Fish Bay. Photo Gail Karlsson
Fish Bay. Photo Gail Karlsson

Images of the attractive author in her bikini cavorting on one of St. John’s loveliest beaches seemed to prompt thousands of people to consider chucking their dismal lives and moving here to serve ice cream in paradise. “I was happier scooping mint chocolate chip for $10 an hour than I was making almost six figures at my previous corporate job.”

At a recent beach party there was grumbling about what she left out. Sure she mentioned that there was a chicken in the shower – that was cute maybe – but what about big flying cockroaches? Some critics thought people reading the article would show up with unreasonable expectations. Others worried that if it sounded too perfect here on St. John, too many people come and that would ruin what is actually great about the island.
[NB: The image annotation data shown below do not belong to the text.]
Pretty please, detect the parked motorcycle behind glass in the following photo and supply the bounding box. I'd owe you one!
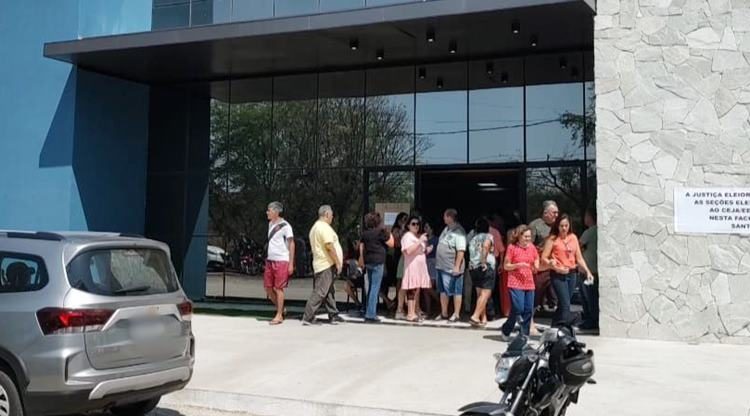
[459,325,594,416]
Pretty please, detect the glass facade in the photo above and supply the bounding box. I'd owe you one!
[153,0,430,30]
[208,53,595,299]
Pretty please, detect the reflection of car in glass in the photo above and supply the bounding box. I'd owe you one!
[0,232,195,416]
[206,245,227,270]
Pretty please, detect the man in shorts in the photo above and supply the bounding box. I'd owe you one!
[263,202,294,325]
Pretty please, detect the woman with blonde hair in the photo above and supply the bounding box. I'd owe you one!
[502,225,539,337]
[401,215,432,322]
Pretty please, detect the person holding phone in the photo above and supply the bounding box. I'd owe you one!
[401,215,432,322]
[542,214,594,324]
[501,224,539,337]
[469,218,495,327]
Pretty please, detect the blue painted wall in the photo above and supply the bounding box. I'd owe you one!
[78,0,153,38]
[0,0,209,299]
[0,0,150,232]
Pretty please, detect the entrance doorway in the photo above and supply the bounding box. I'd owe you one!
[416,169,525,231]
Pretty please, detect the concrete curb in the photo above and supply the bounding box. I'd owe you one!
[162,389,449,416]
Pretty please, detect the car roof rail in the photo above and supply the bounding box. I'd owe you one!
[5,231,65,241]
[120,233,145,238]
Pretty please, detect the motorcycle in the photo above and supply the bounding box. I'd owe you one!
[459,325,595,416]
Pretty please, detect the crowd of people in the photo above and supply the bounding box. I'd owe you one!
[264,201,598,336]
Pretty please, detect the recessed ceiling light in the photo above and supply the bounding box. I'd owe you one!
[425,28,435,43]
[510,20,521,35]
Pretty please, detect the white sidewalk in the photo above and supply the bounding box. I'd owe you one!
[165,315,750,416]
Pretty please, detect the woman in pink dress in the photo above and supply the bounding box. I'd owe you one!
[401,215,432,322]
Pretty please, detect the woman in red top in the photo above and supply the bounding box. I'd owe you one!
[542,214,594,325]
[501,225,539,337]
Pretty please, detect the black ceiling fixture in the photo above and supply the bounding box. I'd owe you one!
[426,27,435,43]
[510,20,521,35]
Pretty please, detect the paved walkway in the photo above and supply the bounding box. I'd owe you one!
[165,315,750,416]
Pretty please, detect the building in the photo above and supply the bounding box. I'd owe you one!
[0,0,750,342]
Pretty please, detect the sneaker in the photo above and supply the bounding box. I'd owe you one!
[328,315,346,325]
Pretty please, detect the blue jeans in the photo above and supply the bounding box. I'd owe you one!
[438,270,464,297]
[550,272,578,325]
[501,289,534,335]
[365,263,384,319]
[578,275,599,329]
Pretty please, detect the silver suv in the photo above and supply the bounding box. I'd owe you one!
[0,231,195,416]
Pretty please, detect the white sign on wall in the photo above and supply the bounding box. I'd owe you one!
[674,188,750,234]
[383,212,398,229]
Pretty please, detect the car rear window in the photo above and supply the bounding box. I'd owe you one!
[0,252,49,293]
[67,248,179,296]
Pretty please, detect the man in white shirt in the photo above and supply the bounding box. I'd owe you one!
[263,202,294,325]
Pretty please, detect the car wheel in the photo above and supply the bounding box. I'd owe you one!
[110,397,161,416]
[0,368,23,416]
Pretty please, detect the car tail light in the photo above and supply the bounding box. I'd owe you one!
[177,300,193,321]
[36,308,114,335]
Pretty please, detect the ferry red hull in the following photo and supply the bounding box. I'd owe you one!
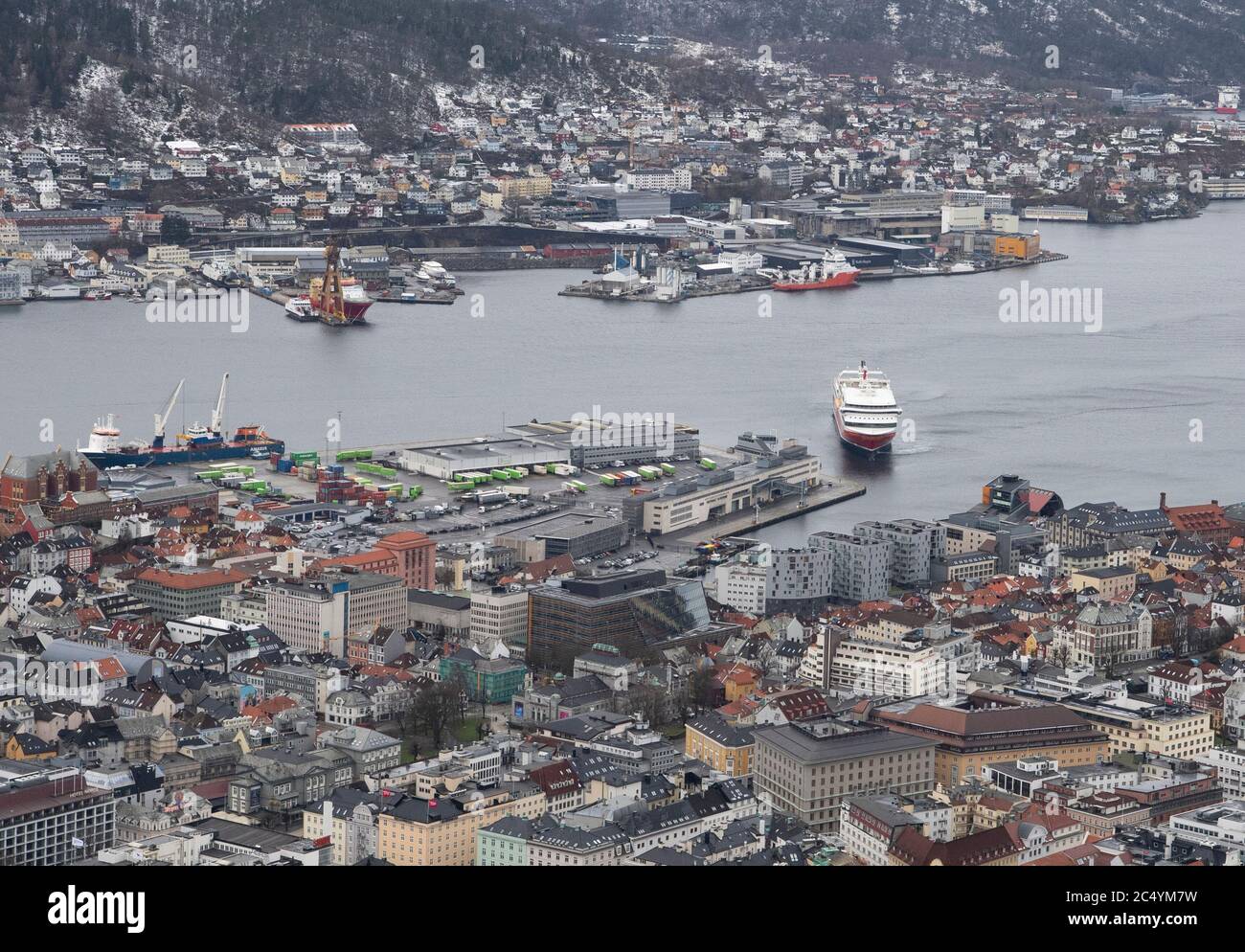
[773,271,856,291]
[834,409,897,453]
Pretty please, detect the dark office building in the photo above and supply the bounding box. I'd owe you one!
[527,569,734,672]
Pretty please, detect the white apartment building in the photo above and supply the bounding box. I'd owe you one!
[1192,747,1245,800]
[470,587,528,657]
[808,533,891,601]
[264,573,407,658]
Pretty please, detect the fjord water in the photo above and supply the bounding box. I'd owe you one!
[0,203,1245,544]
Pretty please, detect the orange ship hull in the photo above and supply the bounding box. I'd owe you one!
[773,271,858,291]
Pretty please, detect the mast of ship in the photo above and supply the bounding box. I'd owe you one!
[211,373,229,440]
[311,240,346,324]
[152,377,186,449]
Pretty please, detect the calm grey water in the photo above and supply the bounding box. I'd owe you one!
[0,203,1245,544]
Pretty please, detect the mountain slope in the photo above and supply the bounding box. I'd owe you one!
[522,0,1245,83]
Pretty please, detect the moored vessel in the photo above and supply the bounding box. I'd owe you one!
[773,250,860,291]
[79,374,285,469]
[834,361,903,453]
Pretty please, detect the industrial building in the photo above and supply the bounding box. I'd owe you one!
[527,569,737,672]
[399,413,700,479]
[622,443,822,533]
[495,512,630,561]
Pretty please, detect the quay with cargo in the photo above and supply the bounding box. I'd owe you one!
[557,234,1067,304]
[146,420,866,556]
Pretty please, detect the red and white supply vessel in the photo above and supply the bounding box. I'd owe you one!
[773,250,860,291]
[834,361,903,453]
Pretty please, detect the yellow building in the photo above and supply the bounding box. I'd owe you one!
[1059,698,1215,751]
[495,175,553,201]
[684,714,754,777]
[376,784,547,866]
[1068,565,1137,601]
[874,704,1109,787]
[995,233,1042,261]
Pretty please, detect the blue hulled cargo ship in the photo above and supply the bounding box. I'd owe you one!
[79,374,285,469]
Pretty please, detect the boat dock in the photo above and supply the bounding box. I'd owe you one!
[557,275,773,304]
[657,477,866,552]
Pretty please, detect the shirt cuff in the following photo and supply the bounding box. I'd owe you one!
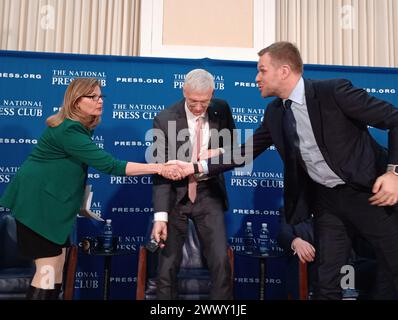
[199,160,209,174]
[153,211,169,222]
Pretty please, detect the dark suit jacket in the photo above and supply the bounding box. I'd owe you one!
[209,79,398,224]
[152,99,235,212]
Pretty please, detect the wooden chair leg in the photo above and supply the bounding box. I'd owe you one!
[64,245,77,300]
[136,246,147,300]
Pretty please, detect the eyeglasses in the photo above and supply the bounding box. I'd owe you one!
[185,98,211,108]
[82,94,106,102]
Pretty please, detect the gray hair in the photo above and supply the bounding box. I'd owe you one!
[184,69,215,91]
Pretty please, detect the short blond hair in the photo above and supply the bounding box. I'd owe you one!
[258,41,303,73]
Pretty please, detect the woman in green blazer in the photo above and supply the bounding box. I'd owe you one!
[0,78,182,299]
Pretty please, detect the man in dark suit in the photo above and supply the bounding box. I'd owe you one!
[152,69,235,299]
[180,42,398,299]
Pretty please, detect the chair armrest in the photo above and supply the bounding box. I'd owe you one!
[136,246,147,300]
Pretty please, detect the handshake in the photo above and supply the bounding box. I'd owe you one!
[159,160,194,180]
[159,148,222,180]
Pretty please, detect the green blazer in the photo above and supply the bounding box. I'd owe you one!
[0,119,127,244]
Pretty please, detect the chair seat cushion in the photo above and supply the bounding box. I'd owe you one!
[145,268,210,300]
[0,268,35,294]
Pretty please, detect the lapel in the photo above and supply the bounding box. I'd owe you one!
[266,98,285,158]
[304,79,324,153]
[207,102,220,130]
[176,99,189,150]
[207,101,221,149]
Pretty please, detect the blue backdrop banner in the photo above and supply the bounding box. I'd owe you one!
[0,51,398,299]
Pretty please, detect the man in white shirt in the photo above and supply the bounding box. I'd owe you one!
[152,69,235,300]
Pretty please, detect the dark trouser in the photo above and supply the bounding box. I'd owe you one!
[314,184,398,299]
[156,182,233,300]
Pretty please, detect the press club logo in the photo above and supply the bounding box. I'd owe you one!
[0,99,43,118]
[51,69,106,87]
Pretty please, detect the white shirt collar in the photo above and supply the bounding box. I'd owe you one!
[283,77,305,105]
[184,101,207,123]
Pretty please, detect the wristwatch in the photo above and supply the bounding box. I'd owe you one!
[387,164,398,176]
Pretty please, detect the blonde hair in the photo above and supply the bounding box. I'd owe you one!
[46,78,101,129]
[258,41,303,73]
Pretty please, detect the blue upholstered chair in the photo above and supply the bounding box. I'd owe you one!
[136,220,234,300]
[0,214,77,300]
[0,214,35,300]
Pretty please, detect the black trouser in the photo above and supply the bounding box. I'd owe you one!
[314,184,398,299]
[156,182,233,300]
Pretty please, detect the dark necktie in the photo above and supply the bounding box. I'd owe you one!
[282,99,299,159]
[282,100,301,195]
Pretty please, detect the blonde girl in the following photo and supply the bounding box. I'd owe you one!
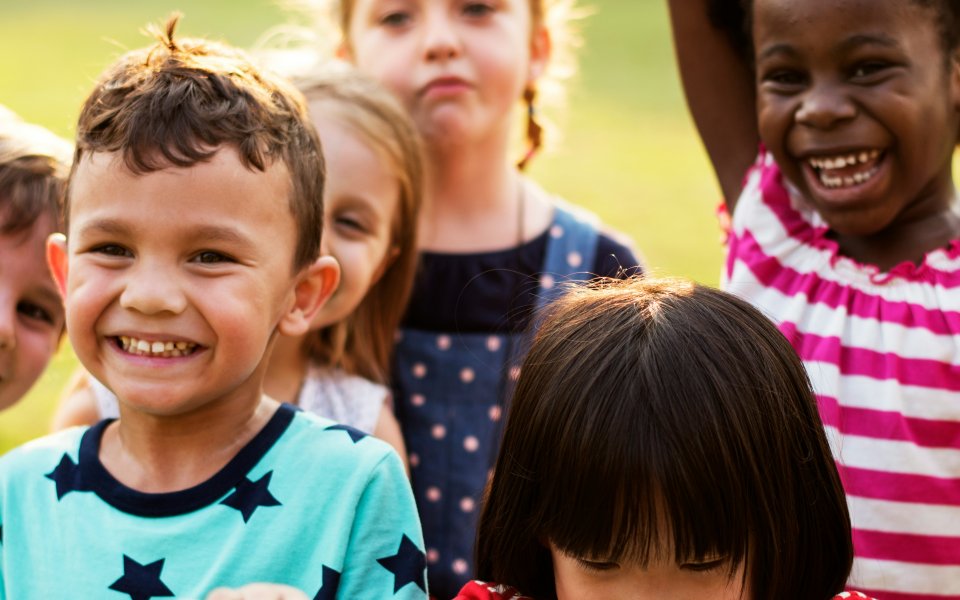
[312,0,638,597]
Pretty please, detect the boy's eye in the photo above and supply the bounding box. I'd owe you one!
[193,250,233,265]
[17,302,53,325]
[92,244,133,257]
[333,216,367,233]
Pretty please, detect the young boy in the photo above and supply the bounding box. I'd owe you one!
[0,18,426,600]
[0,106,70,410]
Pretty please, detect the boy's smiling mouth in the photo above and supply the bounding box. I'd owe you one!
[113,335,198,358]
[806,149,883,189]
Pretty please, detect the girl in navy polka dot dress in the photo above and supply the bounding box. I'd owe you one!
[458,279,865,600]
[288,0,638,598]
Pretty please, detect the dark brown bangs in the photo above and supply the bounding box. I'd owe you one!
[476,280,852,600]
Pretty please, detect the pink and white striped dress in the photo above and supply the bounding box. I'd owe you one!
[724,150,960,600]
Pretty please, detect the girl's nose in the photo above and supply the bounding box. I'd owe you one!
[423,7,460,62]
[796,83,857,129]
[120,265,187,315]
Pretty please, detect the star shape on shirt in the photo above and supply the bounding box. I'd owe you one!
[44,453,86,502]
[220,471,282,523]
[377,534,427,594]
[324,425,367,444]
[110,554,173,600]
[313,565,340,600]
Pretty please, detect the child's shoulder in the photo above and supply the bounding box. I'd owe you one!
[0,427,89,478]
[280,405,399,473]
[453,581,529,600]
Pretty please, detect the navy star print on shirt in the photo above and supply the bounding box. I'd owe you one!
[44,453,84,500]
[313,565,340,600]
[377,535,427,594]
[324,425,367,444]
[110,554,173,600]
[220,471,282,523]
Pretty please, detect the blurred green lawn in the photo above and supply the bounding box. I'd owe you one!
[0,0,721,453]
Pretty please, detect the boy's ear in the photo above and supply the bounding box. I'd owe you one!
[278,256,340,336]
[47,233,67,298]
[527,25,553,84]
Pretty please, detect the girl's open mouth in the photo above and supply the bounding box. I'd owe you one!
[806,150,884,189]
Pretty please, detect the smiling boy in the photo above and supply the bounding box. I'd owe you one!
[0,18,426,600]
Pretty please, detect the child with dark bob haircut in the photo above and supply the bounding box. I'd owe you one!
[459,279,872,600]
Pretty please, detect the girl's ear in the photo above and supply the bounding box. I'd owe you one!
[277,256,340,337]
[47,233,68,299]
[527,25,553,85]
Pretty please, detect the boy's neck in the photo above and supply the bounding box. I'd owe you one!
[99,397,278,493]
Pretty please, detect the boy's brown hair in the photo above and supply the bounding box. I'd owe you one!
[67,15,324,270]
[294,69,423,383]
[0,106,70,235]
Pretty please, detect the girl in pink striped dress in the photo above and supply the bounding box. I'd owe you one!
[670,0,960,600]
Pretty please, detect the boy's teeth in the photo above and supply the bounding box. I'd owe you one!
[119,335,197,358]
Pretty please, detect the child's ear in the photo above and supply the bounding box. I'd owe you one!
[278,256,340,336]
[527,25,553,85]
[47,233,67,298]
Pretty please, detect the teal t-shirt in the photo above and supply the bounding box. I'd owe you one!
[0,405,427,600]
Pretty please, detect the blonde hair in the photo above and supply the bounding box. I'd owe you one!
[294,69,423,383]
[0,105,73,235]
[259,0,590,164]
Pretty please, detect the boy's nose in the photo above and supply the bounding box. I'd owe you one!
[0,300,17,351]
[796,83,857,129]
[120,265,187,315]
[423,9,460,61]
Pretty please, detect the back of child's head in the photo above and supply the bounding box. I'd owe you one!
[67,16,324,269]
[0,106,71,235]
[294,69,423,383]
[477,279,852,600]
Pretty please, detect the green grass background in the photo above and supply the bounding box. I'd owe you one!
[0,0,721,452]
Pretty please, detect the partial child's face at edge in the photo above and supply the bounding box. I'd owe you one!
[53,148,308,415]
[0,216,64,410]
[753,0,960,236]
[345,0,548,144]
[550,544,750,600]
[310,110,400,327]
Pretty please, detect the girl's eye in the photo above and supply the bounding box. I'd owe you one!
[193,250,233,265]
[463,2,493,17]
[17,302,53,325]
[577,558,620,572]
[763,70,806,88]
[852,61,887,79]
[680,558,727,573]
[380,10,411,27]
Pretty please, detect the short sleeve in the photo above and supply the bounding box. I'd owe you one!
[337,452,427,600]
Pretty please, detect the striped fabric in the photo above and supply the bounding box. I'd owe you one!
[724,150,960,600]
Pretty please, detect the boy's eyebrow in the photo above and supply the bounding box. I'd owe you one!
[79,219,254,247]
Earlier that morning during a talk on the topic of celebrating island life we had been encouraged to respond to whatever we experience with a sense of gratitude: remember nothing is either good or bad, everything just is. Hmm…people could stay in the city if they believed that – they wouldn’t need to come to St. John to look for happiness.

Those who are not ‘one with everything’ tend to have strong opinions about what is acceptable in paradise. It is great to spend a sunny afternoon fooling around with friends in clear turquoise water, but we are quick to pass judgment on unwelcome intruders. What are those nasty little stinging things in the water? Sea lice? Yikes!

On the way home I drove past the sargassum seaweed that had accumulated in Fish Bay. My neighbors living nearby complained it was stinky – and they were right. Besides it didn’t belong there.

Sargassum on Fish Bay shoreline. Photo Gail Karlsson
Sargassum on Fish Bay shoreline. Photo Gail Karlsson

Sargassum is a type of marine plant – actually brown macroalgae – with air bubbles that keep it afloat. There is a huge mass of it north of us in the Sargasso Sea where several different ocean currents form the North Atlantic Gyre. It supports a wide diversity of sea life, including crabs, mollusks, shrimp, seahorses and fish. In addition, it provides a home for baby sea turtles, which ride the Gulf Stream to go hang out there and hide from predators until they are fully grown.

However ecologically important sargassum may be in the Atlantic, it is not welcomed by beach lovers or boaters in this area expecting to enjoy clean shorelines and clear water. Or even by hatching baby turtles that wouldn’t even be able to get into the water because of the piles of seaweed in the way.

There does not seem to be one simple explanation for recent incursions of sargassum into the Caribbean. Late last year, the VI National Park explained that “When certain weather patterns interact, the yellow-orange weed is “burped” out of the Sargasso Sea and carried by air and water currents through Atlantic and Caribbean waters.” (Tradewinds, December 19, 2014)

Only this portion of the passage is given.